A report in The Age newspaper last year suggested that Australians are becoming more sceptical of the benefits of Facebook and dislike the "narcissistic" culture it can promote. But if you needed another reason to curb your time on the social network, here's a cracker: it might be bad for your self control, promoting weight gain and unnecessary spending. And it's your close friends who are enabling you.
In a paper titled 'Are Close Friends the Enemy? Online Social Networks, Self-Esteem, and Self-Control' published late last year, assistant professors' Keith Wilcox (Columbia Business School) and Andrew T. Stephen (University of Pittsburgh) detail five studies they performed to test the hypothesis that Facebook use can reduce self control and lead to impulsive decision making.
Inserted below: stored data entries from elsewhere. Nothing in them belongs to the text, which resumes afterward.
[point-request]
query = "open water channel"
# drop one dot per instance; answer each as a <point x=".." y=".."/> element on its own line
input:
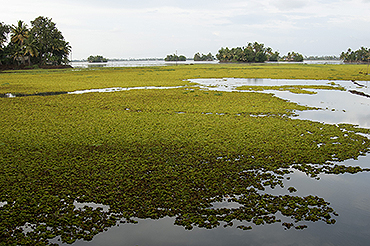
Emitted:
<point x="348" y="194"/>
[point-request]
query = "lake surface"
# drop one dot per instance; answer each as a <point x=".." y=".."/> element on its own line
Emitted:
<point x="348" y="194"/>
<point x="147" y="63"/>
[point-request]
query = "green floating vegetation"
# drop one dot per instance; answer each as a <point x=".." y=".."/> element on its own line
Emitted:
<point x="135" y="153"/>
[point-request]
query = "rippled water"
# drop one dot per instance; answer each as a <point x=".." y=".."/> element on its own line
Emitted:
<point x="337" y="106"/>
<point x="348" y="194"/>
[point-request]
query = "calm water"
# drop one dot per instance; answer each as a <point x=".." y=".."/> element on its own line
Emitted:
<point x="348" y="194"/>
<point x="163" y="63"/>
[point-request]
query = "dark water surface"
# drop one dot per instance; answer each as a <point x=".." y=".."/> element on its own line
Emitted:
<point x="348" y="194"/>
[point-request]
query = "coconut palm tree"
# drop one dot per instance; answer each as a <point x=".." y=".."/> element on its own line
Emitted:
<point x="18" y="36"/>
<point x="30" y="49"/>
<point x="19" y="33"/>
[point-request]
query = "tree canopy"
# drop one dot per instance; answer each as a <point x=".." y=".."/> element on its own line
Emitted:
<point x="97" y="58"/>
<point x="175" y="57"/>
<point x="203" y="57"/>
<point x="292" y="57"/>
<point x="359" y="56"/>
<point x="253" y="52"/>
<point x="41" y="43"/>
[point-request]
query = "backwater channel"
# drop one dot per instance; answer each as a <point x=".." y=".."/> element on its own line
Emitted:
<point x="348" y="194"/>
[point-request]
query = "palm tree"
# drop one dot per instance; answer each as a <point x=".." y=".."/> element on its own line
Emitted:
<point x="30" y="49"/>
<point x="19" y="33"/>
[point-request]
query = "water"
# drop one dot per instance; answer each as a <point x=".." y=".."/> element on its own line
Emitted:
<point x="348" y="194"/>
<point x="159" y="62"/>
<point x="336" y="106"/>
<point x="136" y="63"/>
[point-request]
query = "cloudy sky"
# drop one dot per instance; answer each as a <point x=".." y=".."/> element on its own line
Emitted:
<point x="155" y="28"/>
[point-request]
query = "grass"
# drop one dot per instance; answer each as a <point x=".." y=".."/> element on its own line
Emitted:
<point x="134" y="151"/>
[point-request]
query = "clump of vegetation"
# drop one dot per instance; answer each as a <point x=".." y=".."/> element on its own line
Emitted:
<point x="175" y="57"/>
<point x="361" y="55"/>
<point x="41" y="44"/>
<point x="97" y="58"/>
<point x="292" y="57"/>
<point x="253" y="52"/>
<point x="135" y="153"/>
<point x="203" y="57"/>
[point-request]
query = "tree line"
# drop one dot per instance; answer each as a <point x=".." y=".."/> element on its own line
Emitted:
<point x="41" y="43"/>
<point x="361" y="55"/>
<point x="175" y="57"/>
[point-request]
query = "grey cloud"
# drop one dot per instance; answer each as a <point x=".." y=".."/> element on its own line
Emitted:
<point x="289" y="4"/>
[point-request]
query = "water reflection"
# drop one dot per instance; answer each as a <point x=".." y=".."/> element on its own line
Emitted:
<point x="170" y="188"/>
<point x="349" y="193"/>
<point x="337" y="106"/>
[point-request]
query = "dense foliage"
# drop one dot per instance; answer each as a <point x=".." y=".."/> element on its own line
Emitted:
<point x="175" y="57"/>
<point x="358" y="56"/>
<point x="292" y="57"/>
<point x="326" y="58"/>
<point x="159" y="153"/>
<point x="203" y="57"/>
<point x="97" y="58"/>
<point x="41" y="44"/>
<point x="253" y="52"/>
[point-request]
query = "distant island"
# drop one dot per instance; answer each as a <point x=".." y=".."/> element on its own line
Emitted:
<point x="252" y="53"/>
<point x="202" y="57"/>
<point x="97" y="58"/>
<point x="175" y="57"/>
<point x="292" y="57"/>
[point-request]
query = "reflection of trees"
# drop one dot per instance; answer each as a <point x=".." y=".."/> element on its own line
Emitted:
<point x="155" y="165"/>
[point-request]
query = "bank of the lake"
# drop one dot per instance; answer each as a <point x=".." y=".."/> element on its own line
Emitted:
<point x="188" y="164"/>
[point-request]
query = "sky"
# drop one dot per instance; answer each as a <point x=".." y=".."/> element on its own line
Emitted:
<point x="155" y="28"/>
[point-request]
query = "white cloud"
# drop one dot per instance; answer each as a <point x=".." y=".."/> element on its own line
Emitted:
<point x="156" y="28"/>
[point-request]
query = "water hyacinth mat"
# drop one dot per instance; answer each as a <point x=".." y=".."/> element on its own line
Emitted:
<point x="161" y="153"/>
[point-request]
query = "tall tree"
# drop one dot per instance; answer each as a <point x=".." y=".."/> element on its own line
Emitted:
<point x="18" y="36"/>
<point x="19" y="33"/>
<point x="52" y="47"/>
<point x="4" y="30"/>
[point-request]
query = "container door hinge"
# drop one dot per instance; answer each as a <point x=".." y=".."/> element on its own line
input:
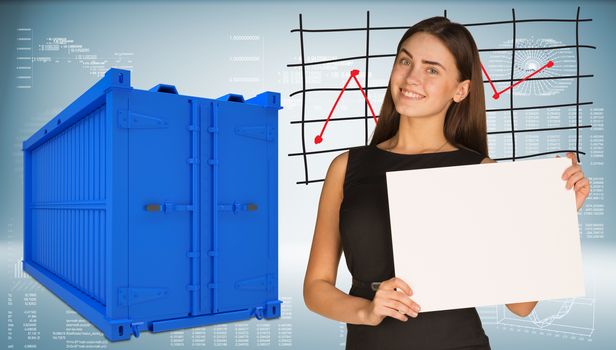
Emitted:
<point x="236" y="207"/>
<point x="192" y="287"/>
<point x="193" y="255"/>
<point x="256" y="132"/>
<point x="132" y="120"/>
<point x="131" y="296"/>
<point x="168" y="207"/>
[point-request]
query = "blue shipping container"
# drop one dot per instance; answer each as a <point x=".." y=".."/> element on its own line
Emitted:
<point x="149" y="210"/>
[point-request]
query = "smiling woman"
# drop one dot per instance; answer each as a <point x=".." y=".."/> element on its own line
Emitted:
<point x="433" y="115"/>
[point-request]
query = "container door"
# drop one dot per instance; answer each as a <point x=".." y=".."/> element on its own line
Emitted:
<point x="244" y="256"/>
<point x="159" y="211"/>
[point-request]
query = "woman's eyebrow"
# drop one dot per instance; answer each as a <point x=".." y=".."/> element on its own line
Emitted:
<point x="424" y="61"/>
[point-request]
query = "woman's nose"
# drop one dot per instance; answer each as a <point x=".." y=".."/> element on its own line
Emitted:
<point x="413" y="75"/>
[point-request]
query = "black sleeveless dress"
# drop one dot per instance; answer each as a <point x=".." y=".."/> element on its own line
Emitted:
<point x="366" y="241"/>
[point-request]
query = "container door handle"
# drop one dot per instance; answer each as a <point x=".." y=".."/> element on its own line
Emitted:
<point x="236" y="207"/>
<point x="167" y="207"/>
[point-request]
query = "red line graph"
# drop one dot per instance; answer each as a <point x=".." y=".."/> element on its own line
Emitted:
<point x="497" y="94"/>
<point x="319" y="138"/>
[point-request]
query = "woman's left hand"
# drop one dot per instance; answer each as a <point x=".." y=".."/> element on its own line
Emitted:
<point x="576" y="180"/>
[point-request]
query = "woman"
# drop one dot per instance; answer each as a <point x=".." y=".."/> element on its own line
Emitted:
<point x="433" y="115"/>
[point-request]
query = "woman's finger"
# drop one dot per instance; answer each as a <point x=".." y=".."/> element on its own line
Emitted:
<point x="570" y="171"/>
<point x="581" y="184"/>
<point x="385" y="311"/>
<point x="574" y="179"/>
<point x="396" y="282"/>
<point x="400" y="307"/>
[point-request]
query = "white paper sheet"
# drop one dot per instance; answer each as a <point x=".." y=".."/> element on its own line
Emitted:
<point x="486" y="234"/>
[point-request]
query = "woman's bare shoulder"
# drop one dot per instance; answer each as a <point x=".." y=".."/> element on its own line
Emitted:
<point x="337" y="168"/>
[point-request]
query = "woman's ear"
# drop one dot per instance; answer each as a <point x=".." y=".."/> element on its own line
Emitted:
<point x="462" y="91"/>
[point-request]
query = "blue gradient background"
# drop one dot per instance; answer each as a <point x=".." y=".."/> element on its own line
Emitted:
<point x="189" y="44"/>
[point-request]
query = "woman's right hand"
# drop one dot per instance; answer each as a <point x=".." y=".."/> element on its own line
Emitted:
<point x="391" y="299"/>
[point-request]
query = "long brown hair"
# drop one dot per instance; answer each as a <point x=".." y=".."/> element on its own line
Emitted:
<point x="465" y="122"/>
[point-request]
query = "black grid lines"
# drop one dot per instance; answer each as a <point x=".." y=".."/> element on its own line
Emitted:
<point x="514" y="22"/>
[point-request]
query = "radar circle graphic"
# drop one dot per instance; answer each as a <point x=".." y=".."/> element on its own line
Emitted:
<point x="528" y="61"/>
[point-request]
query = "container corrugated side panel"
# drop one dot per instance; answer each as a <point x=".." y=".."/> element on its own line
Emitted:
<point x="68" y="205"/>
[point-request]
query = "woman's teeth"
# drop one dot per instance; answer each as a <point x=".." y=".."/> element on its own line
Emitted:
<point x="412" y="95"/>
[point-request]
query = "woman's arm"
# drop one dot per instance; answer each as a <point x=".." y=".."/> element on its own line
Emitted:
<point x="320" y="292"/>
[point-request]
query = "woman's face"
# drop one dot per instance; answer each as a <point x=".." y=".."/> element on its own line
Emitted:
<point x="424" y="80"/>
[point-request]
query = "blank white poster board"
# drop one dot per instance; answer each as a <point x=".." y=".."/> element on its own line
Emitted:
<point x="486" y="234"/>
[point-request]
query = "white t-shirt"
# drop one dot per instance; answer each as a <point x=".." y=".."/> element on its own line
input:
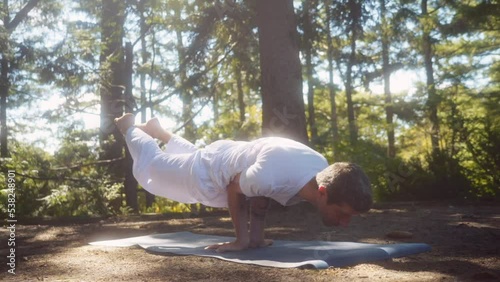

One study involved participants being asked to browse either Facebook or CNN for five minutes and then choosing between a healthy snack (a granola bar) or an unhealthy one (a cookie).
The results seem to indicate that Facebook users who frequently interact with close friends and family (what the researchers call "strong ties") are significantly more at risk of making impulsive choices.
While Wilcox and Stephen point out that Facebook can have positive effects (such as a boost in self esteem) they suggest that favourable social feedback from strong ties may also create a temporary sense of entitlement, meaning users were less likely to exercise self-restraint when presented with temptations.
"Even a small five-minute 'dose' of social network use in our studies was enough to significantly lower self-control in subsequent choices and tasks. Heavy users likely expose themselves to multiple doses of this effect a day," they said.
The researchers also asked participants about the amount of time they spend using Facebook, as well as their height, weight and credit card debt.
"The results suggest that greater social network use is associated with a higher body-mass index, increased binge eating, a lower credit score and higher levels of credit card debt for individuals with strong ties to their social network," they said.
The paper does leave some questions and areas for further study. There is potentially a "chicken and egg" situation here; it's possible that heavier Facebook use may be an outlet for individuals with the above problems.
There is some good news to come out of the study, however: If you're only a casual Facebook user, you probably won't be effected - all the studies indicated that the loss of self control only applied to users with strong ties on the network.
Wilcox and Stephen also suggest that the results may help shape public health policy. In Australia, we've already had "Slip-Slop-Slap" and "Don't Drink and Drive"; is it time for a "Don't Stuff Your Face on Facebook" campaign?
In the meantime, it might be best to keep the junk food locked up tight while you're on the social network.